Why We Never Give Estimates

We get it — everyone wants a number. But on a real off-frame restoration, no number we give you up front means anything. Until the car is torn down, measured, and planned, it’s a guess. And we don’t build guesses — we build cars.

There’s no way to know how much labor or how many parts a specific project will take until it’s apart. Concealed previous repairs and hidden rust damage rarely show themselves at the beginning. Quoting a number before the teardown just forces us to pad it to cover the unknowns — or worse, to cut corners later to hit a figure we never should have promised.

So our process starts with a written Restoration Agreement built on time and materials. That means our standard labor rate plus the actual cost of parts, billed as the work happens. At regular intervals you receive a detailed invoice with a summary of the hours performed, the labor records from our crew, and progress photos and videos of the work done — so you always know exactly where your build stands.

This approach protects both of us. Because the price isn’t locked to a guess, you can request changes and modifications along the way without renegotiating a final number. Job integrity is never compromised trying to squeeze a repair into a dollar category. We earn your trust one weld, one panel, and one hour at a time.

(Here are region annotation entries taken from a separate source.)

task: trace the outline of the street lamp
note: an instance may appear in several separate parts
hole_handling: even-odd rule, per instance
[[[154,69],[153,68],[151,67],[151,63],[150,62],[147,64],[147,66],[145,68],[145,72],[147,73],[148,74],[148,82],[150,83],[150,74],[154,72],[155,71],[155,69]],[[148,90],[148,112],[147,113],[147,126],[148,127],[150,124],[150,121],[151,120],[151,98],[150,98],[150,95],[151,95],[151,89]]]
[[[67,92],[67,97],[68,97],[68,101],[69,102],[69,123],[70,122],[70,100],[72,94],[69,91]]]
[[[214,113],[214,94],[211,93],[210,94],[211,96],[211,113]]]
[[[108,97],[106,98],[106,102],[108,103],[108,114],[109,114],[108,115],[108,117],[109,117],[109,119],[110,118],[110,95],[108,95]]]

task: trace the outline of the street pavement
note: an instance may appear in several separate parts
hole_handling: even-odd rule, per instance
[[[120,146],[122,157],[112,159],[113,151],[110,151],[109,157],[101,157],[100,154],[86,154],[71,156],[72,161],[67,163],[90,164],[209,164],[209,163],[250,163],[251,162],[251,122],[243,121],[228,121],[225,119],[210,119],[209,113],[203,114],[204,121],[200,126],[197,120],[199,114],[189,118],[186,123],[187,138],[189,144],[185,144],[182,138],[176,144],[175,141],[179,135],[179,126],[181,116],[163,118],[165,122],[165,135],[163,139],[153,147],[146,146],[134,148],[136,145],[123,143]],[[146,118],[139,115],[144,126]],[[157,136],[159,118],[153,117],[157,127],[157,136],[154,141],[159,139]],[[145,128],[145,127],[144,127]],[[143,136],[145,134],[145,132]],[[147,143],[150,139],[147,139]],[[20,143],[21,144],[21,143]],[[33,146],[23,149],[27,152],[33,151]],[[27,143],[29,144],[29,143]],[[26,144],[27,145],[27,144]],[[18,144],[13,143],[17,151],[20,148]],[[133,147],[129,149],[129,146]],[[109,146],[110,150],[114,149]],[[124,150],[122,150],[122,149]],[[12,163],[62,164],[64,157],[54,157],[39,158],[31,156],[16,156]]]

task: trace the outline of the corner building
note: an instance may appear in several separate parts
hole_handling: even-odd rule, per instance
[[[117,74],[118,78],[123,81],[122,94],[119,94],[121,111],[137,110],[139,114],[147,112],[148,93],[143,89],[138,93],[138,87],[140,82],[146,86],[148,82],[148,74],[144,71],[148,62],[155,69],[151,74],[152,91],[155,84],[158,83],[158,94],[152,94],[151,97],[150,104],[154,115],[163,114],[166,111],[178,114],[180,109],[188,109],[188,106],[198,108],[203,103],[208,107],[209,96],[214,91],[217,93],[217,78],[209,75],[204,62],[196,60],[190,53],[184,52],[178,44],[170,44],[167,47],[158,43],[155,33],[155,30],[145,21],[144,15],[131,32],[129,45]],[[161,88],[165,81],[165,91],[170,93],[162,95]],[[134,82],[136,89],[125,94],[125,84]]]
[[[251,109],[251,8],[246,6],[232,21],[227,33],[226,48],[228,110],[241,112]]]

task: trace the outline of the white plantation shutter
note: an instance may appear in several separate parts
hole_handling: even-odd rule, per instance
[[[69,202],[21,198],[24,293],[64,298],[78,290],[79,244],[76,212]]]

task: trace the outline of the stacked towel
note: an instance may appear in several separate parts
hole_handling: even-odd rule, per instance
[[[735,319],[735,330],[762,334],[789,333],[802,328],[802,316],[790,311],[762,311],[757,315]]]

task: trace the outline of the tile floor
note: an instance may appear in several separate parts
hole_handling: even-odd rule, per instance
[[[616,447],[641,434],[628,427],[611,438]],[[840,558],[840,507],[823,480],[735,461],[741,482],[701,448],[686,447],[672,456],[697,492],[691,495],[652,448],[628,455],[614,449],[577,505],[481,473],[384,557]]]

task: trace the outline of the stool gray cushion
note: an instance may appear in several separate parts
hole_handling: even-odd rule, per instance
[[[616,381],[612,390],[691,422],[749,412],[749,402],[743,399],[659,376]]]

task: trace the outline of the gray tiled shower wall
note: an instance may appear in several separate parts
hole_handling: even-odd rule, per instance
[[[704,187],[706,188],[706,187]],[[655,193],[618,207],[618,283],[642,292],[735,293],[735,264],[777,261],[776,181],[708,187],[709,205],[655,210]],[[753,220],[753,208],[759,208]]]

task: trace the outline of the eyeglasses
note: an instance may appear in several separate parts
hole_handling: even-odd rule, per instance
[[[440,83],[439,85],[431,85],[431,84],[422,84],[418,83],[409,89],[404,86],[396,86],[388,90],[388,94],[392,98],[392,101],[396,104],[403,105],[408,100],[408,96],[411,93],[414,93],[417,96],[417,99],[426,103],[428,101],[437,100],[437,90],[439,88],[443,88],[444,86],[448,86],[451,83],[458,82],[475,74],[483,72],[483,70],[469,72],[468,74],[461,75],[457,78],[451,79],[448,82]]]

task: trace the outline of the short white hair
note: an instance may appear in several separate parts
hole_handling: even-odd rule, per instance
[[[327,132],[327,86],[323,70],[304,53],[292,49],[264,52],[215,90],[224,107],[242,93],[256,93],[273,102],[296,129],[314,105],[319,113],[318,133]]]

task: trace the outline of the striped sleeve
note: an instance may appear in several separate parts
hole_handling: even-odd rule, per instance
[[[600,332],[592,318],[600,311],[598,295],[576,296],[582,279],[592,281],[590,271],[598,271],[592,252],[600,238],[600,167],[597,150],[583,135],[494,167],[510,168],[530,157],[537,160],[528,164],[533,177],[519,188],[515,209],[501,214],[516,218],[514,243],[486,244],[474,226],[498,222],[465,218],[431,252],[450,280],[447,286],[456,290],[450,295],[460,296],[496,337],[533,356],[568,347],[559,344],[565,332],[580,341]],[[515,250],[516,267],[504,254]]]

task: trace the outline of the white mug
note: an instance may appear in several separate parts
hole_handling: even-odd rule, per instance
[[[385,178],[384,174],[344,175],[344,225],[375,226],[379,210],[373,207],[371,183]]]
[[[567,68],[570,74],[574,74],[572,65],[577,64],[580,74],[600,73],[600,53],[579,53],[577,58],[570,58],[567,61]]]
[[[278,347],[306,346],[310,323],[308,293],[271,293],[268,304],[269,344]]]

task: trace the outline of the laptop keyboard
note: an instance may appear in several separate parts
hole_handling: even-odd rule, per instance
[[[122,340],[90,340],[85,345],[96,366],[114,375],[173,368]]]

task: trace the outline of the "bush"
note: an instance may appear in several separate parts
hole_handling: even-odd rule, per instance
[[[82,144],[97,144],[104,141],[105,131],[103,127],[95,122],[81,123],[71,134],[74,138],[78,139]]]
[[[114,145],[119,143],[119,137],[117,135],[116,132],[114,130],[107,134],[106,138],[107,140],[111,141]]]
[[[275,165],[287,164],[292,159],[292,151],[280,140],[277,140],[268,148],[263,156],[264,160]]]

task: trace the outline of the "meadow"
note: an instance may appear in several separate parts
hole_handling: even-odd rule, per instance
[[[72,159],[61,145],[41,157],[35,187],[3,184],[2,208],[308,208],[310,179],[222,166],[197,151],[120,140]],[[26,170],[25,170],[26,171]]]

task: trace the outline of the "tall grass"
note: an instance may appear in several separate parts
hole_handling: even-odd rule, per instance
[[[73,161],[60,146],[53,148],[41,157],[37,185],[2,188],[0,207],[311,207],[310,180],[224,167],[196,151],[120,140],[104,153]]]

A GYR craftsman hand-sanding a bare-metal, primer-grey classic body on jack stands in the shop
Bare metal, block-sanded by hand — the kind of hour no up-front number can predict.
The moment we put a number on a project we haven’t taken apart, we’re guessing. And we don’t guess at your ride.
— Mark Seybold, Founder

Transparency is part of how we work. Every hour is logged. Every decision is documented. If something changes, we talk about it before we turn a wrench. Surprises are for birthday parties, not restorations.

A quality restoration will outlast a mediocre one. As your classic keeps appreciating, the value of the car and the cost of doing it right tend to meet in the middle — and often the restoration ends up being the smaller number of the two. Your car isn’t just a project here. It’s a commitment. And commitments don’t come with napkin math.